Chop between 6 and 8 cloves of garlic
saute in olive oil with a few shakes of red pepper
1/2 a yellow onion
Add in the following:
a handful of baby carrots (chopped),
half a head of broccoli
Either half of a large eggplant or a small one cut in... and I quote "pinkie sized sticks, unless you have small fingers then pointers,"
Cut in the same manner, 1 zucchini and 1 yellow squash (regular sized or again, half of those weirdly giant ones),
5 vine ripe tomatoes cut in bite sized pieces.

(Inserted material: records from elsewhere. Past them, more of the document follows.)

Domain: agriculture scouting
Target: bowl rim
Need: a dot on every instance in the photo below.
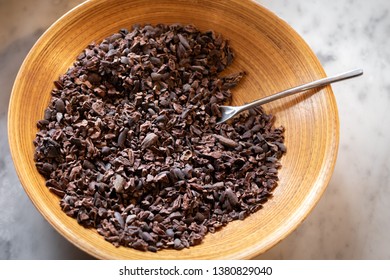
(327, 167)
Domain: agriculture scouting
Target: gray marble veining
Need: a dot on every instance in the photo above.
(352, 219)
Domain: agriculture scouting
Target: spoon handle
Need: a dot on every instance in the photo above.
(318, 83)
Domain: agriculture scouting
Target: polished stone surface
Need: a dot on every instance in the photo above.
(352, 219)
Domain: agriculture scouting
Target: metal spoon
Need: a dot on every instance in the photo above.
(229, 112)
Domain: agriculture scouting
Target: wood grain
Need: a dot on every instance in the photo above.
(274, 56)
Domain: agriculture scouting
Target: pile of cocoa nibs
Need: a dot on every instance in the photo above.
(130, 144)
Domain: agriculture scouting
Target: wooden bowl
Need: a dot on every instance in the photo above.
(274, 56)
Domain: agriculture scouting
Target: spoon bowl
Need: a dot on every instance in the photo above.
(228, 112)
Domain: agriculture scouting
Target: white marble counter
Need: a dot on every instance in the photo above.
(352, 219)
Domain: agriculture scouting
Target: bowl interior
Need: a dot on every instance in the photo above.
(274, 57)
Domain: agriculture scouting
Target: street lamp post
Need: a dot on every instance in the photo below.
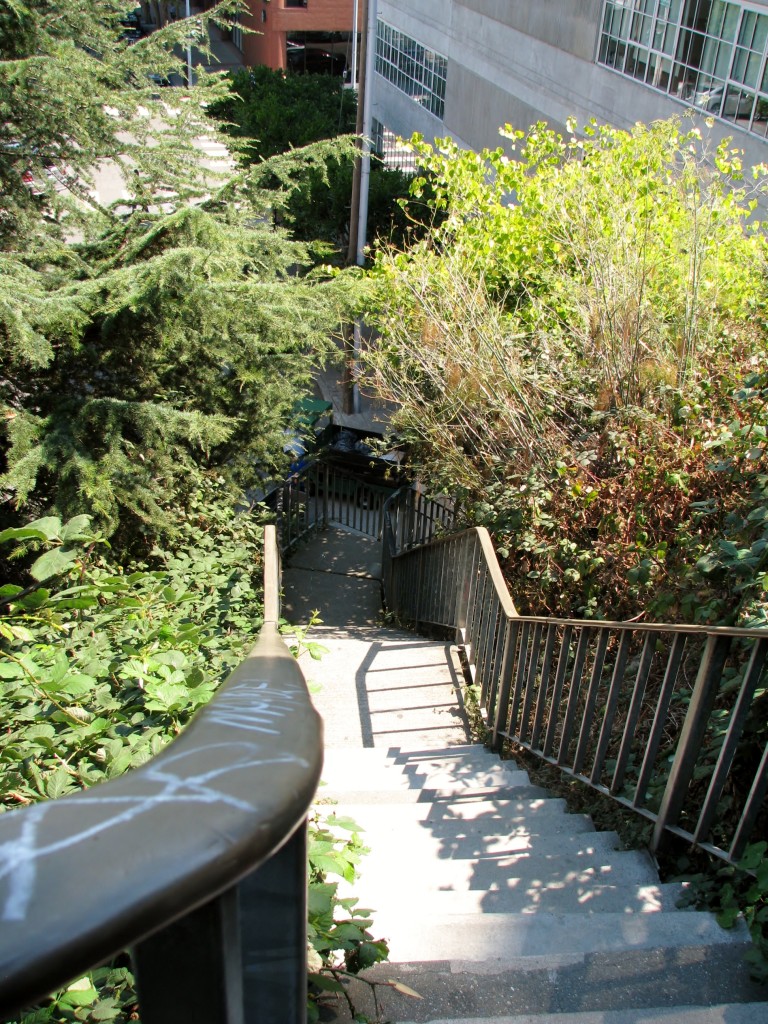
(187, 14)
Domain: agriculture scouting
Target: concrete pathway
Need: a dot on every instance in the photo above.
(375, 686)
(499, 906)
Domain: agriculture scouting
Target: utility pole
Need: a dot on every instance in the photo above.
(358, 210)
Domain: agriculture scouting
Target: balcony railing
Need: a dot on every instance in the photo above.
(197, 860)
(668, 720)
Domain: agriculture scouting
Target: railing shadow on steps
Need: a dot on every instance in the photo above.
(197, 860)
(667, 720)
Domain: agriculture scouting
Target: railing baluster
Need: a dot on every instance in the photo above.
(659, 718)
(754, 805)
(638, 692)
(541, 704)
(573, 692)
(586, 730)
(508, 663)
(694, 727)
(728, 751)
(611, 705)
(562, 666)
(525, 654)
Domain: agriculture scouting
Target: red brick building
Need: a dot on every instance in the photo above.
(305, 35)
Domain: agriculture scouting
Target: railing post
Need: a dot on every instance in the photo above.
(273, 914)
(694, 727)
(190, 971)
(240, 958)
(502, 700)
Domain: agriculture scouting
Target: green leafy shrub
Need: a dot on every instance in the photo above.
(101, 666)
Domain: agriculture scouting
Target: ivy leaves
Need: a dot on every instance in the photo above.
(102, 667)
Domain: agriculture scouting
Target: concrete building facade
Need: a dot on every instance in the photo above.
(464, 68)
(313, 34)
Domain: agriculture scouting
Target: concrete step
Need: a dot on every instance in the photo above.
(666, 985)
(385, 777)
(464, 755)
(449, 792)
(378, 877)
(507, 939)
(538, 815)
(730, 1013)
(571, 896)
(454, 841)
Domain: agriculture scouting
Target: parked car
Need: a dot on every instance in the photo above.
(737, 104)
(314, 60)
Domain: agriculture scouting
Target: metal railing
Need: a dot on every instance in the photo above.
(322, 495)
(668, 720)
(196, 860)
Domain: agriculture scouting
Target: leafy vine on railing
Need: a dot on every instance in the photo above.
(101, 666)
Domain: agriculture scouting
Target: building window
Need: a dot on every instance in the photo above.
(390, 151)
(412, 68)
(708, 53)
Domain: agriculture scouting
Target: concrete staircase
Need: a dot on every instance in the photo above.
(498, 905)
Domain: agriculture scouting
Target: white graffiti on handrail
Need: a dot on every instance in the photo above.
(237, 707)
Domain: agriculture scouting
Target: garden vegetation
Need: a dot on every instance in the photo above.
(578, 350)
(153, 351)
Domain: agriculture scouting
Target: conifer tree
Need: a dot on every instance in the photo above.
(167, 334)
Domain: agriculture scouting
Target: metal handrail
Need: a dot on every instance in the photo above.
(193, 851)
(656, 716)
(321, 495)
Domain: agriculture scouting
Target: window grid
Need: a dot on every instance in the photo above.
(418, 72)
(709, 53)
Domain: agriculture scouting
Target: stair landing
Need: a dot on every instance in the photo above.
(500, 907)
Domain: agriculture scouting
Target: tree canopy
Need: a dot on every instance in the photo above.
(167, 334)
(272, 112)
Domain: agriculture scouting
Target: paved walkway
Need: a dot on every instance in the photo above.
(375, 686)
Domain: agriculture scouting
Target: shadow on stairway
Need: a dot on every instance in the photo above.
(498, 905)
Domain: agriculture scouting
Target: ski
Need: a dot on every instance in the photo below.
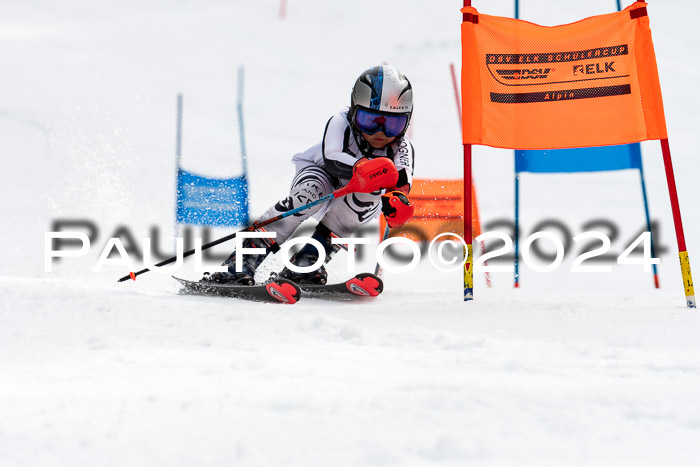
(365, 285)
(276, 291)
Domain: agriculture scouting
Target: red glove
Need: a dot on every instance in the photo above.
(397, 208)
(370, 175)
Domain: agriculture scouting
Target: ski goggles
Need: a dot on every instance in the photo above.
(370, 122)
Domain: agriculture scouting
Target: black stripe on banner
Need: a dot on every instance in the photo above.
(555, 96)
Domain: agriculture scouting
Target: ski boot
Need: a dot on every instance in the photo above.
(246, 275)
(308, 256)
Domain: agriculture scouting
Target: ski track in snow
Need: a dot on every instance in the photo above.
(572, 369)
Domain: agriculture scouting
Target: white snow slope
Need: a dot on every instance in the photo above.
(572, 369)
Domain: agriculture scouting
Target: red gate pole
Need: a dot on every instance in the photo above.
(469, 264)
(680, 236)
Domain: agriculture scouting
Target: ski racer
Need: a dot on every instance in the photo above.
(373, 126)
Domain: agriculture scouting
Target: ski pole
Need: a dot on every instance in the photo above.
(380, 173)
(378, 269)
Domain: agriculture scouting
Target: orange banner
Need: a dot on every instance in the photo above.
(589, 83)
(439, 208)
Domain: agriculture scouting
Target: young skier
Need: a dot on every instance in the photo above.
(373, 126)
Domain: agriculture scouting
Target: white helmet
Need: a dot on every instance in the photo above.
(381, 91)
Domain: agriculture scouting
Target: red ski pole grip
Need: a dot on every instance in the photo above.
(370, 176)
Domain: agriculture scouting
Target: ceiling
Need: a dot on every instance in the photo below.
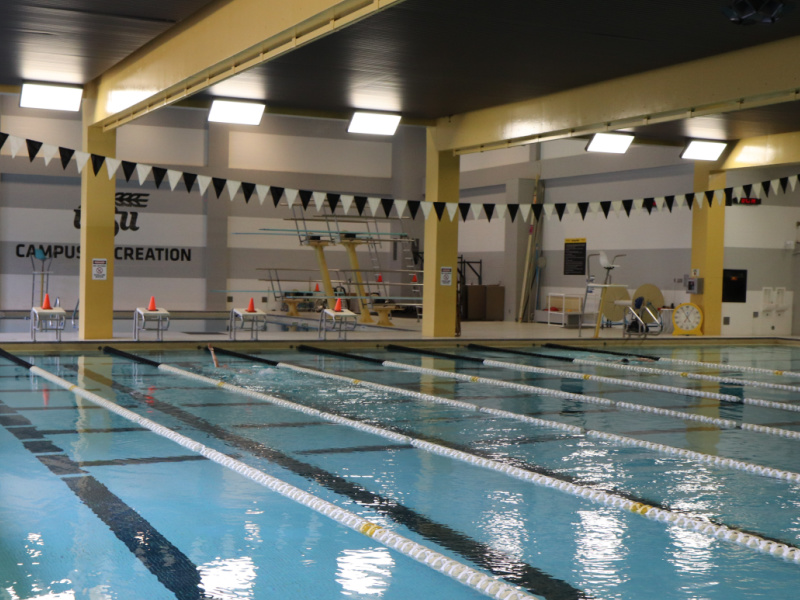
(426, 59)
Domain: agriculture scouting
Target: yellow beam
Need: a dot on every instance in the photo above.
(221, 40)
(748, 78)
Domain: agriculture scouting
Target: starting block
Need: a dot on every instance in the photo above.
(255, 318)
(333, 320)
(157, 320)
(47, 319)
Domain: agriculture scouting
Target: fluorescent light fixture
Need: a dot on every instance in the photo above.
(50, 97)
(237, 113)
(700, 150)
(374, 123)
(616, 143)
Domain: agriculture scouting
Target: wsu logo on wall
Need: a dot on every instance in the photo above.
(125, 220)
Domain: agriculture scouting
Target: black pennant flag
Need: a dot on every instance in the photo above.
(66, 155)
(219, 185)
(97, 163)
(627, 205)
(413, 208)
(188, 180)
(276, 194)
(333, 201)
(158, 175)
(33, 148)
(248, 189)
(387, 204)
(128, 168)
(305, 197)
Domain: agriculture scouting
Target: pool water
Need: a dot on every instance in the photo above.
(94, 506)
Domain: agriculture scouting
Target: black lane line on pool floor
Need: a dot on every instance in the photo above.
(166, 562)
(510, 569)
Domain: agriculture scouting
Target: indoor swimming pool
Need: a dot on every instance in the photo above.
(397, 473)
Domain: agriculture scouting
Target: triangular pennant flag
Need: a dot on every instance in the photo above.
(219, 185)
(276, 194)
(374, 203)
(81, 158)
(65, 154)
(627, 205)
(158, 175)
(203, 181)
(413, 207)
(188, 180)
(347, 202)
(333, 201)
(174, 178)
(247, 190)
(112, 164)
(48, 152)
(142, 171)
(233, 188)
(127, 169)
(319, 200)
(261, 192)
(97, 163)
(33, 148)
(426, 208)
(387, 204)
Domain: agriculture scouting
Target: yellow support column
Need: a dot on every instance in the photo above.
(439, 296)
(708, 249)
(98, 205)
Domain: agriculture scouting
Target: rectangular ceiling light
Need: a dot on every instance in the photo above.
(374, 123)
(616, 143)
(50, 97)
(700, 150)
(236, 113)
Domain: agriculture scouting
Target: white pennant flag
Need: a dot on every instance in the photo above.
(347, 201)
(319, 199)
(233, 188)
(112, 164)
(143, 171)
(261, 192)
(203, 182)
(81, 158)
(48, 152)
(426, 209)
(174, 178)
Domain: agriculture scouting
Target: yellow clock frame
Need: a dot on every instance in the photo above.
(678, 330)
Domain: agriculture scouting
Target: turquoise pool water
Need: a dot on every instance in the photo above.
(93, 506)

Keep it on medium/low heat as you add everything.
Wait for the squash and egg plant to get cooked most of the way through (fork test).
Add a big handful of fresh basil (chopped) and a couple sprigs of rosemary and thyme (which you should first de-stem).
(If you want to cut down on the price you can use dried "Herb de Provence" from the jar. Though a small bunch of fresh herbs are a dollar. Your call.)

When the squash and eggplant are cooked through add enough water to cover the veggies
Add 2 packets of chicken cubes.

Presto!

Alayna's observation: "This soup is essentially ratatouille with broth. Since ratatouille apparently means random assortment of vegetables put together... As far as I can tell."